A verdade após a copa

Caros amigos, tenho presenciado algumas raras manifestações de bom-senso sobre a Copa no Brasil, dentre eles o Romário. Contudo a mídia, controlada a peso de anúncios comprados pelo governo, tem se alinhado em torno de um esforço subliminar idiotizante que hipnotiza a sociedade brasileira por se tratar de futebol.

Permitam-me breves digressões acerca de tal fiasco mais anunciado do que o romance de Gabriel Garcia Marquez, a Crônica da Morte Anunciada.

Senão vejamos: A FIFA sobreviveria de rendas de contribuições de torcedores ao longo do planeta descontados todo o montante que fica em cada país?

Quanto custa um estádio de futebol? Qual é um dos segmentos que mais recursos carrega na economia mundial? Construção Civil.

Quantos turistas vcs acham que chegariam ao Brasil para vinte dias de jogos? Qual seria o poder aquisitivo deles? Quanto eles, individualmente, gastariam em vinte dias? Vamos exagerar como sendo US $ 5.000, em todas atividades, hotel, restaurantes, transporte, ingressos, diversão, goods, babilaques, etc etc. Vinte dias amigos, vinte dias apenas. Quanto acham que eles aceitariam pagar em um jogo, como exemplo, Angola e Coréia do Sul  (algo neste nível) ? Cem mangos? Eles ocupariam todo estádio? Não, claro que não, teriam os brasileiros em muito maior quantidade.

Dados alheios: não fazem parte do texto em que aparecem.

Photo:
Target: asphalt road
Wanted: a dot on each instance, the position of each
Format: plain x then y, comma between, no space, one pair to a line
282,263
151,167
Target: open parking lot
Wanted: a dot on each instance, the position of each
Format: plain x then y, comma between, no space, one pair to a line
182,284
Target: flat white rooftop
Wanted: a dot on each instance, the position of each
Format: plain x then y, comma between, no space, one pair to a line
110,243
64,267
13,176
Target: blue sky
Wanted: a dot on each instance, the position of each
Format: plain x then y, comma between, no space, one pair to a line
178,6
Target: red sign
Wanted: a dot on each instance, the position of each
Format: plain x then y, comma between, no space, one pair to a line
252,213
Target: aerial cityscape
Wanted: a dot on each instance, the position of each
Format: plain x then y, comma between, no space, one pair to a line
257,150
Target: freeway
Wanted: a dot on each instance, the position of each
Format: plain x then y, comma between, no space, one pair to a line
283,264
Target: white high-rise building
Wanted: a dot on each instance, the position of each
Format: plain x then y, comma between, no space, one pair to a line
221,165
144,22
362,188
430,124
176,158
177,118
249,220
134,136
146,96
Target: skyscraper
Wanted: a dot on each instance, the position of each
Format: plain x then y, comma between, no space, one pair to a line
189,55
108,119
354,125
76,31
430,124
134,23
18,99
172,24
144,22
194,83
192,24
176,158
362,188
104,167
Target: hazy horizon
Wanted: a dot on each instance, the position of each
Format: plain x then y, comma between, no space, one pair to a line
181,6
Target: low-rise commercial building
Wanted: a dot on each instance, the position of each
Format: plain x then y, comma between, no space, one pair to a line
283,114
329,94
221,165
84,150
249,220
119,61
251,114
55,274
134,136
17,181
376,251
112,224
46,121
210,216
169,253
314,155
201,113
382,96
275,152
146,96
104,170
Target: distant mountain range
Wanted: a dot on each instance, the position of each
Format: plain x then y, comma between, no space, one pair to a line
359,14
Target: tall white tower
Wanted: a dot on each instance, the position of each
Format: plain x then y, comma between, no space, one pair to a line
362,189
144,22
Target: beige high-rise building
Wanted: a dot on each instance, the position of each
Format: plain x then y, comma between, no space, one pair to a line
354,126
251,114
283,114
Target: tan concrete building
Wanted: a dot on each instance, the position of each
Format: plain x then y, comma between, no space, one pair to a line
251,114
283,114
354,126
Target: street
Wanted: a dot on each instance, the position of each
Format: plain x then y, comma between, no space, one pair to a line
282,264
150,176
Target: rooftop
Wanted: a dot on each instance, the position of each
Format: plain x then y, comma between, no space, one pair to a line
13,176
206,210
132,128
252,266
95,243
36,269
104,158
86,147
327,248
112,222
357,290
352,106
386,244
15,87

Quanto ao poder aquisitivo dos brasileiros? Considerando-se, também,  meias-entradas e isenções diversas, idosos, índios, deficientes etc etc -ainda que sejam poucos comparados ao montante maior, claro- Enfim, digamos que em 40 mil pagantes, em cinco jogos, em média, por estádio, quanto acham que seria a arrecadação final? Não percam de foco o elevadíssimo custo da construção civil dos estádios.

Vamos repensar: E quando a Copa acabasse? Quanto seria a expectativa de custo de ingresso considerando o semi-indigente poder aquisitivo do cidadão brasileiro? 



E o custo de construção e de reforma de estádios? Seriam pagos em quantos anos? Considerando-se os usos em dois dias de cada semana?

Será que ninguém vai pensar nisso não? Tirando o Romário que já se manifestou? 
Imaginem, agora, as escolhas "aleatórias" de países, para copas e olimpíadas? Já perceberam o grande negócio mundial que vem a ser uma copa? Claro que não para a sociedade que a abriga.


Enfim, segue um raro exemplo de lucidez no artigo abaixo.

A capacidade de refletir do cidadão brasileiro, inobstante ao farto acesso à informação e uso de tecnologias de ponta, vem degradando a cada ano. 






A verdade após a copa
Simon Kuper

Aconteceu há cerca de um mês na África do Sul e forneceu um presságio de como terminarão a Copa de 2014 e a Olimpíada 2016, no Brasil. Num sábado gelado em Johannesburgo, dezenas de autoridades brasileiras estavam em um centro de convenções chique, para ouvir representantes sul-africanos explicar como é, realmente, sediar uma Copa - nas palavras de um dos sul-africanos, para ouvir sobre "alguns dos cortes e contusões que sofremos".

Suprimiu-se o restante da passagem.